Since the adjusted R-squared value decreased, it is best to include the variable race_ethnicity.

ANOVA test

Run an ANOVA test on fit 1 and fit 2

anova(fit2, fit1)

Since the P-value is very large, there is no compelling evidence that sex and year contribute to the model.

Conclusion

My final visualization represents the documented disease related leading causes of death in NYC from 2007 until 2019. It is a scatterplot categorizing the causes of death, without the outlier (Diseases of the Heart), each year. It also compares this data between male and female victims.

I was very surprised to find that Alzheimer’s Disease is a leading cause of death among females, but not among males. This was quite surprising as only know of one person to have passed away from Alzheimer’s Disease, who happened to be a male. I was also pleasantly surprised that death rates related to HIV have declined over the years. However, unfortunately there appears to be an increase in death rates among all dideases over the years.

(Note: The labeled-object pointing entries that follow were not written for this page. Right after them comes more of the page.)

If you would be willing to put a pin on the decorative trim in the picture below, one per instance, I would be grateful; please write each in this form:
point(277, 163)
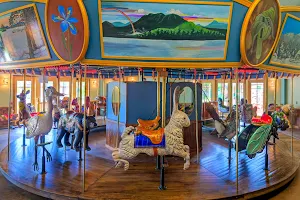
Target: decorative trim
point(35, 65)
point(173, 2)
point(290, 8)
point(37, 1)
point(40, 29)
point(113, 63)
point(86, 33)
point(277, 41)
point(244, 33)
point(246, 3)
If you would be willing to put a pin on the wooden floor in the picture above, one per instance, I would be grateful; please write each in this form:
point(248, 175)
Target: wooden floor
point(213, 178)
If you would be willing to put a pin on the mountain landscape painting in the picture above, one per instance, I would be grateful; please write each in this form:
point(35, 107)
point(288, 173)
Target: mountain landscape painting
point(287, 50)
point(21, 36)
point(164, 30)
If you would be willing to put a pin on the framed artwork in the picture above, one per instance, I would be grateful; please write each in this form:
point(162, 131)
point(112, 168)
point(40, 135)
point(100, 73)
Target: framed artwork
point(287, 50)
point(21, 36)
point(67, 28)
point(259, 31)
point(164, 31)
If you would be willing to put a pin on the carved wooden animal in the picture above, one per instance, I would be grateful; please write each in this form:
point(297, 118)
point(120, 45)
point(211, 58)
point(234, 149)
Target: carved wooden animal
point(173, 135)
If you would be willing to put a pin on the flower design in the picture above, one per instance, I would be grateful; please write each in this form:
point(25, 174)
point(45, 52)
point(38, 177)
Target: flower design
point(66, 20)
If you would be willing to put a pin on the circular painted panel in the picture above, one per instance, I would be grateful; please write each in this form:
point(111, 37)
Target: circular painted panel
point(67, 28)
point(260, 31)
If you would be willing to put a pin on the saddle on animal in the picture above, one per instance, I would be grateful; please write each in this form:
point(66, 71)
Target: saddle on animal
point(147, 124)
point(155, 136)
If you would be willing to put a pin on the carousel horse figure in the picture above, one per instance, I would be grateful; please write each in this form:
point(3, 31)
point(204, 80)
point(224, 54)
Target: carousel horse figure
point(168, 139)
point(72, 123)
point(40, 125)
point(24, 113)
point(75, 105)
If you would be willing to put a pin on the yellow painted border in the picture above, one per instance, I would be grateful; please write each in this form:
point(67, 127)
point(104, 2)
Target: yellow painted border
point(244, 2)
point(244, 33)
point(40, 29)
point(290, 8)
point(86, 33)
point(230, 4)
point(277, 42)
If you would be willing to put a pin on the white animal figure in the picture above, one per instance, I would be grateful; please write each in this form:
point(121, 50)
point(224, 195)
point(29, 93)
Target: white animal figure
point(173, 136)
point(41, 125)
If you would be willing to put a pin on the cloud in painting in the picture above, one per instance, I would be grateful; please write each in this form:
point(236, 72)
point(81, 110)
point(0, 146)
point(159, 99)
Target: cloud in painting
point(174, 11)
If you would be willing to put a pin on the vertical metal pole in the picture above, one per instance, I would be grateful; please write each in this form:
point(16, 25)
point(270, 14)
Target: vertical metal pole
point(9, 113)
point(80, 90)
point(266, 92)
point(158, 112)
point(196, 112)
point(237, 129)
point(24, 87)
point(119, 106)
point(292, 116)
point(84, 131)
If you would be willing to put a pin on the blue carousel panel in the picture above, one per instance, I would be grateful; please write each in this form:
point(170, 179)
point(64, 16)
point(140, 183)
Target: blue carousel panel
point(142, 141)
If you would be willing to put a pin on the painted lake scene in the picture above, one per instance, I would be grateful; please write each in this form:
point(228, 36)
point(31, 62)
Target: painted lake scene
point(164, 30)
point(21, 37)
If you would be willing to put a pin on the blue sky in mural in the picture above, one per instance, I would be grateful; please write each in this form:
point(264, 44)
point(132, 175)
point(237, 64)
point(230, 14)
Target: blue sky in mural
point(291, 26)
point(197, 13)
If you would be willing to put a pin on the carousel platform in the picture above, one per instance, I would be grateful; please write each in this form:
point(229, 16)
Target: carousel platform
point(213, 178)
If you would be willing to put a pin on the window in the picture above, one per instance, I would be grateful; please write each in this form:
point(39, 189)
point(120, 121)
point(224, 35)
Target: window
point(64, 89)
point(206, 92)
point(20, 88)
point(257, 97)
point(223, 93)
point(49, 84)
point(241, 93)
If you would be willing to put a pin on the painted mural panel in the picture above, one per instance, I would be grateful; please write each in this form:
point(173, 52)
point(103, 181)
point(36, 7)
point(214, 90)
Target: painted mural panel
point(165, 30)
point(289, 2)
point(21, 36)
point(287, 50)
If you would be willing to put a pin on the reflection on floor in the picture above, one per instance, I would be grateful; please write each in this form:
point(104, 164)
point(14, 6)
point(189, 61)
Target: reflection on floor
point(217, 177)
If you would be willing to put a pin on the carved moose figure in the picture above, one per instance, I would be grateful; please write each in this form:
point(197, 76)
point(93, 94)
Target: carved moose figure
point(23, 110)
point(173, 138)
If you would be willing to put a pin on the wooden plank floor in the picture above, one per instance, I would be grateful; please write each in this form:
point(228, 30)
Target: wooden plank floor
point(213, 178)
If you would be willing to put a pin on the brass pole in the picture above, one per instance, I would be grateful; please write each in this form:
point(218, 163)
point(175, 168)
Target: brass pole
point(237, 129)
point(80, 90)
point(84, 131)
point(44, 88)
point(292, 116)
point(158, 93)
point(196, 112)
point(266, 92)
point(119, 106)
point(72, 87)
point(9, 113)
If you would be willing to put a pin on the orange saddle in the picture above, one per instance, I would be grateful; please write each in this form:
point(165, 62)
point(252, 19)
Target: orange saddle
point(156, 136)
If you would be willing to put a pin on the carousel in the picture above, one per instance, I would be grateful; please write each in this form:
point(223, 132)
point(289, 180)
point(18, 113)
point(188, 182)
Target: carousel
point(132, 99)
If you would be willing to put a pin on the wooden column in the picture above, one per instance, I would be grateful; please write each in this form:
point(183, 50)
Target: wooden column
point(266, 89)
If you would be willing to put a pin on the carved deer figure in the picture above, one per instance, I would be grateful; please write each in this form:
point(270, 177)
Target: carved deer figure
point(23, 110)
point(173, 136)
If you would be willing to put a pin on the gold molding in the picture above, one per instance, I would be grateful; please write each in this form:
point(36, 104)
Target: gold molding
point(40, 29)
point(278, 39)
point(290, 8)
point(37, 1)
point(113, 63)
point(244, 2)
point(86, 33)
point(244, 33)
point(230, 4)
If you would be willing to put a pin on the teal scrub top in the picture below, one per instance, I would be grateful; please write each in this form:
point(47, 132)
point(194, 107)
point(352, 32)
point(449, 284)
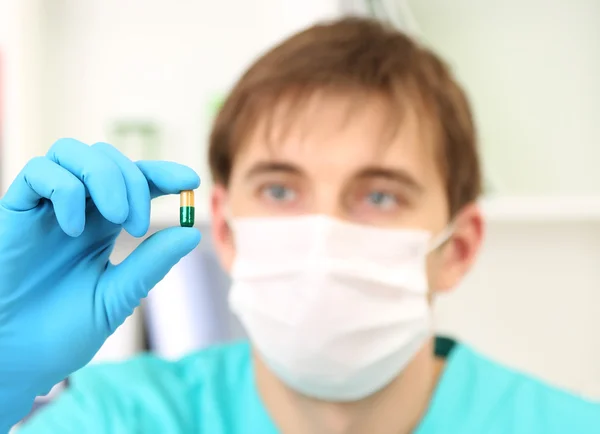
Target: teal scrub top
point(213, 392)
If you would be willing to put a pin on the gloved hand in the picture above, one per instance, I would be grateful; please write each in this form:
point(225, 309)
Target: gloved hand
point(60, 297)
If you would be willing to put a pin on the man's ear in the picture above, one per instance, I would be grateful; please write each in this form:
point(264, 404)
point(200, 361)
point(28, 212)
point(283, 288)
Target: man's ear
point(458, 255)
point(222, 236)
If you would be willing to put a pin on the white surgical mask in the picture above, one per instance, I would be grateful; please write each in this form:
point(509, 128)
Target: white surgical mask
point(336, 310)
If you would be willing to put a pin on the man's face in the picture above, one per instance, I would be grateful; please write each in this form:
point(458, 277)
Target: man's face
point(334, 158)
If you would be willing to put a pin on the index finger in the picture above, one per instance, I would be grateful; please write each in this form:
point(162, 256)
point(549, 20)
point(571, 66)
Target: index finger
point(166, 177)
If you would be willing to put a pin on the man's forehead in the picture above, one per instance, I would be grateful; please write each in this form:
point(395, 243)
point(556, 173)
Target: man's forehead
point(363, 137)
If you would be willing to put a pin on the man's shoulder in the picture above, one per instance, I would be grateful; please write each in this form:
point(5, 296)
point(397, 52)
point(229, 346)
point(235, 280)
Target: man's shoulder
point(214, 362)
point(498, 395)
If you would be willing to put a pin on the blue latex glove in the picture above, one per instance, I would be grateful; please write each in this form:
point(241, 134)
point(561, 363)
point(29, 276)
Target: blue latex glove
point(60, 297)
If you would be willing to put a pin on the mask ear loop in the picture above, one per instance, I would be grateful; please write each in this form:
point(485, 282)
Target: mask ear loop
point(440, 239)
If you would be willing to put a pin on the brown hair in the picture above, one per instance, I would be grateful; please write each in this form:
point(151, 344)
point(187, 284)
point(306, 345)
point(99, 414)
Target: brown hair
point(355, 54)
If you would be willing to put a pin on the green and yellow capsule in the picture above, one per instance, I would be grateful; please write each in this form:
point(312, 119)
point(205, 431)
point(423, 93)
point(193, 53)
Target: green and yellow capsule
point(186, 208)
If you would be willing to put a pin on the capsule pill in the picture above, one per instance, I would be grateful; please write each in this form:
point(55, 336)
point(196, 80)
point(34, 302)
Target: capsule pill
point(186, 208)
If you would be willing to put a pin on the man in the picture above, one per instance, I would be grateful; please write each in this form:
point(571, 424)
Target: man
point(346, 175)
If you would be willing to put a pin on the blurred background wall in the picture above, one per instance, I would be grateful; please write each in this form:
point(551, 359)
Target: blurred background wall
point(147, 76)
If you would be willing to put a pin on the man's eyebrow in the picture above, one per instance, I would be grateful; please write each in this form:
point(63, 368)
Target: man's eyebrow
point(263, 167)
point(397, 175)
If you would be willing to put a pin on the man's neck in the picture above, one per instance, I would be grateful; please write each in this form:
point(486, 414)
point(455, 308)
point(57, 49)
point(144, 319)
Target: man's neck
point(397, 409)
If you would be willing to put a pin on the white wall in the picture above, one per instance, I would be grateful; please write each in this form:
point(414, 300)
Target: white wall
point(531, 68)
point(533, 302)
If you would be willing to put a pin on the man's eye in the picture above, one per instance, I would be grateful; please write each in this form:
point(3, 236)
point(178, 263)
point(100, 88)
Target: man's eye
point(278, 193)
point(382, 200)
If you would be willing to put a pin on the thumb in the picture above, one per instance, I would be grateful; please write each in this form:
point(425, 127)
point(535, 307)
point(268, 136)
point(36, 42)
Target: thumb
point(122, 287)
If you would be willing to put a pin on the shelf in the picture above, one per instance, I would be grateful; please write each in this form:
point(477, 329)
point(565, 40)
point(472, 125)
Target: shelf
point(542, 209)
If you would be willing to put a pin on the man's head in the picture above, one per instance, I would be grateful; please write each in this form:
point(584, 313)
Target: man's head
point(354, 120)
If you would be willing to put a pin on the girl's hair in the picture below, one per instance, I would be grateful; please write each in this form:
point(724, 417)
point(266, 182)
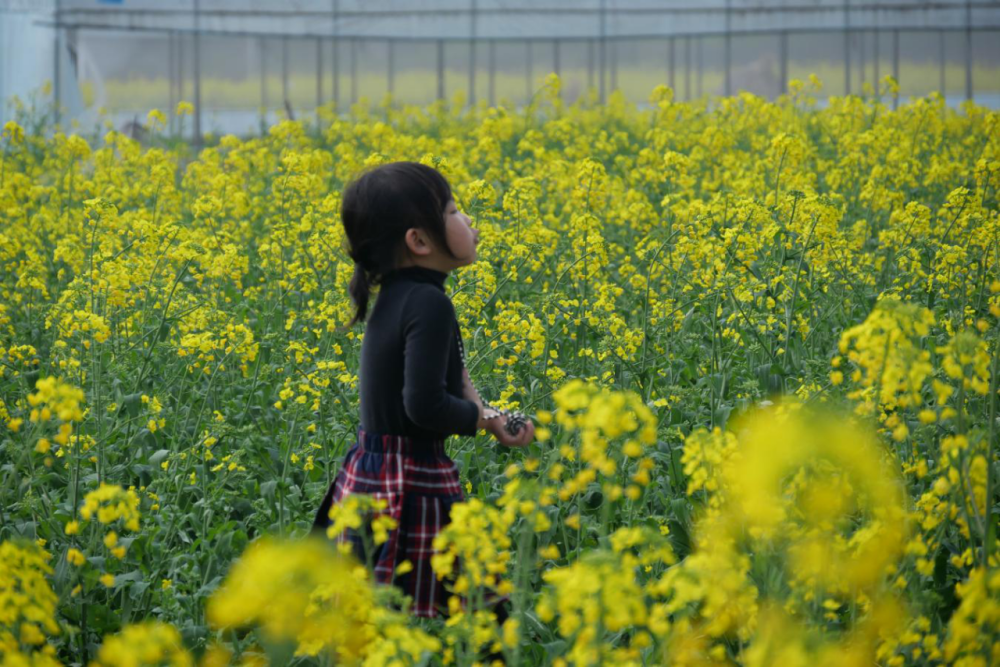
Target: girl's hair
point(377, 209)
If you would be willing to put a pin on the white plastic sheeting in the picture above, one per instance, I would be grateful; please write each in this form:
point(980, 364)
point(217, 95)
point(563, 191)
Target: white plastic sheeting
point(27, 58)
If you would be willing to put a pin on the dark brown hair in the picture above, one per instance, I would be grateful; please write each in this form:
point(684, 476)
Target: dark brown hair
point(377, 209)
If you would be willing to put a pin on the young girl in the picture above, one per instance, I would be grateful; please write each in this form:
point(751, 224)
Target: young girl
point(406, 234)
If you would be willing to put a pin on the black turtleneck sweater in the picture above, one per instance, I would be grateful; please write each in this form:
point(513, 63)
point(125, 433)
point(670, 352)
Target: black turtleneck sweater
point(410, 378)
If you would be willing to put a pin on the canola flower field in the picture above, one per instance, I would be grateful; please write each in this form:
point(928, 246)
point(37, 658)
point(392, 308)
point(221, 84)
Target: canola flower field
point(760, 342)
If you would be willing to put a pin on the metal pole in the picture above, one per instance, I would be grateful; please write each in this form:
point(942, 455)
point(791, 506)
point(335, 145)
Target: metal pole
point(319, 72)
point(472, 55)
point(699, 60)
point(878, 60)
point(859, 38)
point(590, 63)
point(180, 66)
point(197, 72)
point(354, 70)
point(440, 69)
point(968, 49)
point(392, 67)
point(171, 55)
point(941, 84)
point(600, 52)
point(263, 76)
point(528, 70)
point(335, 49)
point(895, 65)
point(284, 73)
point(56, 63)
point(847, 47)
point(670, 75)
point(783, 60)
point(614, 65)
point(687, 67)
point(727, 53)
point(493, 72)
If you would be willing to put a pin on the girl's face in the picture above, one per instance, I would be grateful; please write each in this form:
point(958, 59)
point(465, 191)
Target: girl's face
point(462, 237)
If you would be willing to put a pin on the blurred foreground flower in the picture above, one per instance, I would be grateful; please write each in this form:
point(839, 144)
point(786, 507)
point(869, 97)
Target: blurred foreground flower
point(307, 593)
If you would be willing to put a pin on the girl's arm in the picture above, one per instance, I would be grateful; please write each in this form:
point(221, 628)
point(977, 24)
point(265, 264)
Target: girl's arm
point(496, 424)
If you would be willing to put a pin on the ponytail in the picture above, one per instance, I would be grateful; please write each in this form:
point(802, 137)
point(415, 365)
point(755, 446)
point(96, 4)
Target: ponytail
point(359, 289)
point(376, 210)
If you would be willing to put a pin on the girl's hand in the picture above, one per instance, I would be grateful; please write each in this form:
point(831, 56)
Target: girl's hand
point(497, 427)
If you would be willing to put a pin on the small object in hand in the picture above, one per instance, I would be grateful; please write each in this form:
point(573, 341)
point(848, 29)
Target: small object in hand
point(515, 420)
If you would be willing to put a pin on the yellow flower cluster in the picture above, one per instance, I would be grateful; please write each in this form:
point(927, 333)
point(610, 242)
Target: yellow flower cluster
point(27, 605)
point(477, 538)
point(306, 593)
point(109, 503)
point(146, 643)
point(55, 398)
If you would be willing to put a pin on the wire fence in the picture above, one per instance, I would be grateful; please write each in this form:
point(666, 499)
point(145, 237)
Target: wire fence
point(244, 64)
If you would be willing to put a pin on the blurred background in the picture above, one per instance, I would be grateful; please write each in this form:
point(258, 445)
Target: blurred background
point(246, 63)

While working on this project, there were a few obstacles that I encountered. The first one was that there was no data from 2015-2018 and the recent data is only until 2019. The second was that I wanted to see if any race is prone to specific causes of death. To determine this, I wanted to run a correlation test between race/ethnicity and cause of death. However, since both are categorical variables, I was unable to do so. Additionally, I would have liked to include the age appropriate death rate, but I would have liked more information on how this particular variable was determined.